Last In - First Out: Thirty-four years in IT - The Application That Almost Broke Me (Part 9)

The last half of 2011 was for me an my team a really, really tough time.

As I hinted to in this post, by August 2011 we were buried in Oracle 11 & application performance problems. By the time we were back into a period of relative stability that December, we had:

Six Oracle Sev 1's open at once, the longest open for months. The six incidents were updated a combined total of 800 times before they finally were all resolved.
Multiple extended database outages, most during peak activity at the beginning of the semester.
Multiple 24-hour+ Oracle support calls.
An on-site Oracle engineer.
A corrupt on-disk database forcing a point-in-time recovery from backups of our student primary records/finance/payroll database.
Extended work hours and database patches and configuration changes more weekends than not.
A forced re-write of major sections of the application to mitigate extremely poor design choices.

The causes were several:

Our applications, in order to work around old RDB bugs, was deliberately coded with literal strings in queries instead of passing variables as parameters.
The application also carried large amounts of legacy code that scanned large, multi-million row database tables one row at a time, selecting each row in turn and performing operations on that row. Just like in the days of Hollerith cards.
The combination of literals and single-row queries resulted in the Oracle SGA shared pool becoming overrun with simple queries, each used only once, cached, and then discarded. At times we were hard-parsing many thousands of queries per second, each with a literal string in the query, and each referenced and executed exactly once.
A database engine that mutexed itself to death while trying to parse, insert and expire those queries from the SGA library cache.
Listener crashes that caused the app - lacking basic error handling - to fail and required an hour or so to recover.

Also:

We missed one required Solaris patch that may have impacted the database.
We likely were overrunning the interrupts and network stack on the E25k network cards and/or Solaris 10 drivers as we performed many thousands of trivial queries per second. This may have been the cause of our frequent listener crashes.

None of this was obvious from AWR's, and it was only after several outages and after we built tools to query the SGA that we saw where the problem might be. What finally got us going in a good direction was seeing a library cache with a few hundred thousand of queries like this:

select from student where student_id - '9876543';

select from student where student_id - '4982746';

select from student where student_id - '4890032';

select from student where student_id - '4566621';

[...]

Our app killed the database - primarily because of poor application design, but also because of Oracle bugs.

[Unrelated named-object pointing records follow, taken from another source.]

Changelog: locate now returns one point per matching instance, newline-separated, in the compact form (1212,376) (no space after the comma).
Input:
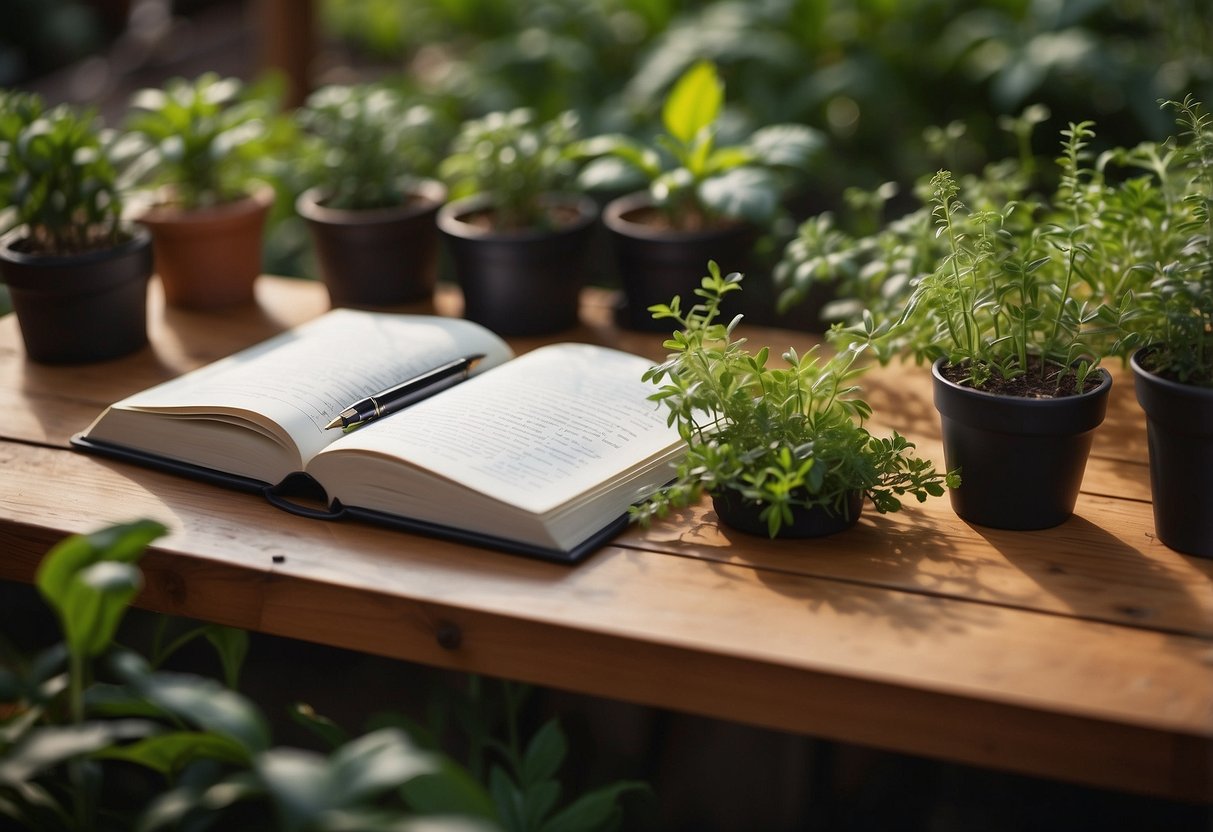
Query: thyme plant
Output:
(786,439)
(365,143)
(693,178)
(517,161)
(1009,300)
(1173,311)
(60,177)
(204,140)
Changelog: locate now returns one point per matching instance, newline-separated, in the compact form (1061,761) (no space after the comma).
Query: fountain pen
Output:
(405,393)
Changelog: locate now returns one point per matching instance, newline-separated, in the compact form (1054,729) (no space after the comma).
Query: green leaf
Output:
(545,753)
(450,790)
(746,193)
(95,603)
(232,645)
(169,753)
(47,746)
(200,701)
(375,763)
(125,543)
(592,810)
(694,102)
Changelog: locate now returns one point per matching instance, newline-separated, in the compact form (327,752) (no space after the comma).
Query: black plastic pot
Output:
(656,263)
(519,281)
(84,308)
(1179,428)
(1021,460)
(376,257)
(744,516)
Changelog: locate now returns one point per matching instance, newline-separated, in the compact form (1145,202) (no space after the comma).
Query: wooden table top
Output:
(1082,653)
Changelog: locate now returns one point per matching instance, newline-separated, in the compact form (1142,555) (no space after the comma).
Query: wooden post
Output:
(289,43)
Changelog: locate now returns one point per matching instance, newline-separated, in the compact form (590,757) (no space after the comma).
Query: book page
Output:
(535,433)
(292,385)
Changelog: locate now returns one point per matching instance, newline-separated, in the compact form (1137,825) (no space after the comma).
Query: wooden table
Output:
(1082,653)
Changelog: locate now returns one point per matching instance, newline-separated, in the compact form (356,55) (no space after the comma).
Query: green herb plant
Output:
(693,180)
(517,163)
(365,144)
(871,265)
(1172,279)
(785,439)
(60,176)
(95,738)
(205,141)
(1012,302)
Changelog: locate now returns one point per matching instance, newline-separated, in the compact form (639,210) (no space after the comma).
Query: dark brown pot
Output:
(376,257)
(1021,460)
(1179,428)
(79,309)
(744,516)
(209,258)
(656,263)
(519,281)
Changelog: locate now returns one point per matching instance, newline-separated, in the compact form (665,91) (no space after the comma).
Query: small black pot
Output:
(1179,428)
(658,263)
(1021,460)
(519,281)
(376,257)
(83,308)
(741,514)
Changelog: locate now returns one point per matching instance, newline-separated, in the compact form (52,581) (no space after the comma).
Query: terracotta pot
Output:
(519,281)
(656,263)
(1179,429)
(83,308)
(816,522)
(1021,460)
(209,258)
(376,257)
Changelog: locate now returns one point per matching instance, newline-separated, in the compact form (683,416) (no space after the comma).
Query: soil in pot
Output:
(376,257)
(518,281)
(816,522)
(656,262)
(84,308)
(209,258)
(1021,460)
(1179,429)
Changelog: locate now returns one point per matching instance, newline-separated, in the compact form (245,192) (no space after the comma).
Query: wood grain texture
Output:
(1082,653)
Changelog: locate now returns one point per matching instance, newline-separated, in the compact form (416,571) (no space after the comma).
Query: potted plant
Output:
(702,199)
(781,451)
(203,144)
(1168,329)
(77,273)
(1007,317)
(370,211)
(517,232)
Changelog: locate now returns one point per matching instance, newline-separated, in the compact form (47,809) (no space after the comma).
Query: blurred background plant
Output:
(883,81)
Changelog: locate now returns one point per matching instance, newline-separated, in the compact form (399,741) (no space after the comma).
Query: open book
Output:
(537,454)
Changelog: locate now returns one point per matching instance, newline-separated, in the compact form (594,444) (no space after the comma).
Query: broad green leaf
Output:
(200,701)
(545,753)
(377,762)
(786,144)
(592,810)
(125,543)
(746,193)
(450,790)
(95,603)
(47,746)
(169,753)
(232,645)
(694,102)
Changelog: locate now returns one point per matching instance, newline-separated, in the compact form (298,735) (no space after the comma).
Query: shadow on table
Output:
(1103,579)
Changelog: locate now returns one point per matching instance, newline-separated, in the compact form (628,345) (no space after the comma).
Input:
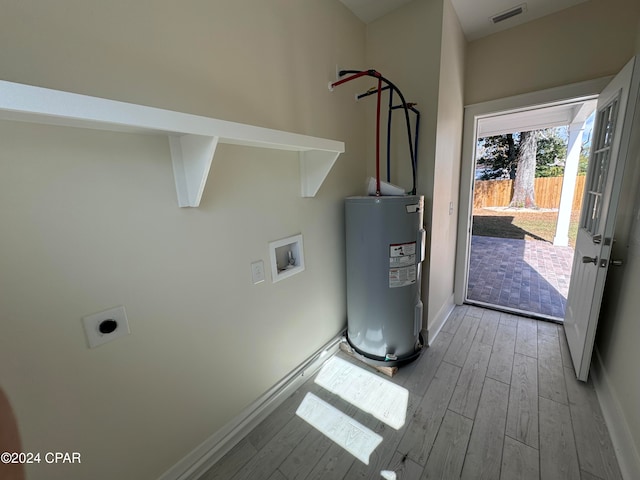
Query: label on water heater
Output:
(402,264)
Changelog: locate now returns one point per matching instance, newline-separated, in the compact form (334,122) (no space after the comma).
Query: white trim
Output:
(205,455)
(472,113)
(440,319)
(623,444)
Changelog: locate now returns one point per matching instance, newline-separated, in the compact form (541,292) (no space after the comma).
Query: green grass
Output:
(526,225)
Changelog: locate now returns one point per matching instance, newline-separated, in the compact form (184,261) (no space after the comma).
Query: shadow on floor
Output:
(500,226)
(530,276)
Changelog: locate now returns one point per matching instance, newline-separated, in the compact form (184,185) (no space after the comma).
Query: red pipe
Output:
(379,77)
(378,139)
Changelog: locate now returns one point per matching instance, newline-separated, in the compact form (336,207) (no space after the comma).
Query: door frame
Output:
(472,114)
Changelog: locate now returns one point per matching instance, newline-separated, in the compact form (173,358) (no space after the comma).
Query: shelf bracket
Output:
(191,156)
(314,168)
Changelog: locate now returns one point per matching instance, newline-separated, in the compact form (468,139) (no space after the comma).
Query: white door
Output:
(609,147)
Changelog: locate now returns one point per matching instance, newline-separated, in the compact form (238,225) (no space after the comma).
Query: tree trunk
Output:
(523,185)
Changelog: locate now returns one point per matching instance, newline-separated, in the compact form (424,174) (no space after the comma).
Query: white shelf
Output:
(192,138)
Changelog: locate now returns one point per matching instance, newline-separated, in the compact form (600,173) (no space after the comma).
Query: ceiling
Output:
(475,15)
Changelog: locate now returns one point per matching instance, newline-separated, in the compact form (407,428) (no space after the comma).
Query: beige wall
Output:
(420,48)
(446,172)
(618,328)
(591,40)
(89,221)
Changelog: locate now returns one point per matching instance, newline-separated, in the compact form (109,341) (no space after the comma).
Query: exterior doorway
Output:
(525,217)
(518,258)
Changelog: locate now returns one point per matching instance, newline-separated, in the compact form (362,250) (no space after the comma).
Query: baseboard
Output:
(439,320)
(203,457)
(627,454)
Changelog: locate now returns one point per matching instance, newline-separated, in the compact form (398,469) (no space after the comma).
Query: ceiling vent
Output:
(512,12)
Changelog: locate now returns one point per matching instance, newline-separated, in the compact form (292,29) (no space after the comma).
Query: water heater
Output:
(385,242)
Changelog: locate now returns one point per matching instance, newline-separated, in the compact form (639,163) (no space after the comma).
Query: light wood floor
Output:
(494,397)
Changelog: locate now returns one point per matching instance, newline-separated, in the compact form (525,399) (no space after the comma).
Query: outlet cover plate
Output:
(92,323)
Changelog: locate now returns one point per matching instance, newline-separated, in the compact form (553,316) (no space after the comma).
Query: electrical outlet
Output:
(102,327)
(257,272)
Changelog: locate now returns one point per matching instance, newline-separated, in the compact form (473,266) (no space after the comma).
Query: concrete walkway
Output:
(526,275)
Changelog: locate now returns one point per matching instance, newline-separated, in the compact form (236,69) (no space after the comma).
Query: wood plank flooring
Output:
(494,397)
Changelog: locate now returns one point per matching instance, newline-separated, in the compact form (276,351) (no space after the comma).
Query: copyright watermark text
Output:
(37,457)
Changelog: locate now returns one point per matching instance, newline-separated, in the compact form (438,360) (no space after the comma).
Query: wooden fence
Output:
(497,193)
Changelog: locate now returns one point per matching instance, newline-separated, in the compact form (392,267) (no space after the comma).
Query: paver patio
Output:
(526,275)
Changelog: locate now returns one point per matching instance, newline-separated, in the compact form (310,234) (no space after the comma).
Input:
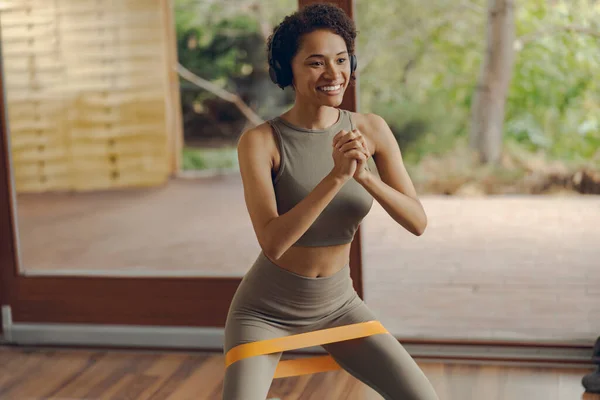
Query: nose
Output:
(333,71)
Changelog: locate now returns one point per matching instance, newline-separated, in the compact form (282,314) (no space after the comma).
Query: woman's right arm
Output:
(277,233)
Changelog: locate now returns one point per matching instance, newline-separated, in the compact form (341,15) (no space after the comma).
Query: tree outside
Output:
(484,97)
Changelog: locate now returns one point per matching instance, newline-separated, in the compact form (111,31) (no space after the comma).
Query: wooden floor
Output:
(28,374)
(535,256)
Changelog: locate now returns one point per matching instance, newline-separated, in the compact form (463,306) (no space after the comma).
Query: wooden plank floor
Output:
(535,256)
(61,374)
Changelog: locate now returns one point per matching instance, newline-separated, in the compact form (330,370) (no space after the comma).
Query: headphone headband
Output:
(283,78)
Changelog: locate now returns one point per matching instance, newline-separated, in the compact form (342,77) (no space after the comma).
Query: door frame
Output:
(183,301)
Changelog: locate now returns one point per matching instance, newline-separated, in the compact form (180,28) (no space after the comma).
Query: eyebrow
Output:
(322,56)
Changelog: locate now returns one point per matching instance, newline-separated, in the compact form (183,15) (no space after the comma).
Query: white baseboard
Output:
(211,339)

An analysis of the issue by and Oracle engineer, from one of the SR's:

... we have also identified another serious issue that is stemming from your application design using literals and is also a huge contributor to the fragmentation issues. There is one sql that is the same but only differs with literals and had 67,629 different versions in the shared pool.

Along with the poor application design, we also hit a handful of mutex-related bugs specific to 11.2.0.x that were related to applications with our particular design. We patched those as soon as we could. We also figured out that network cards on SPARC E25k's can only do about 50,000 interrupts per second, and that adding more network cards would finally resolve some of the issues we were having with the database listeners.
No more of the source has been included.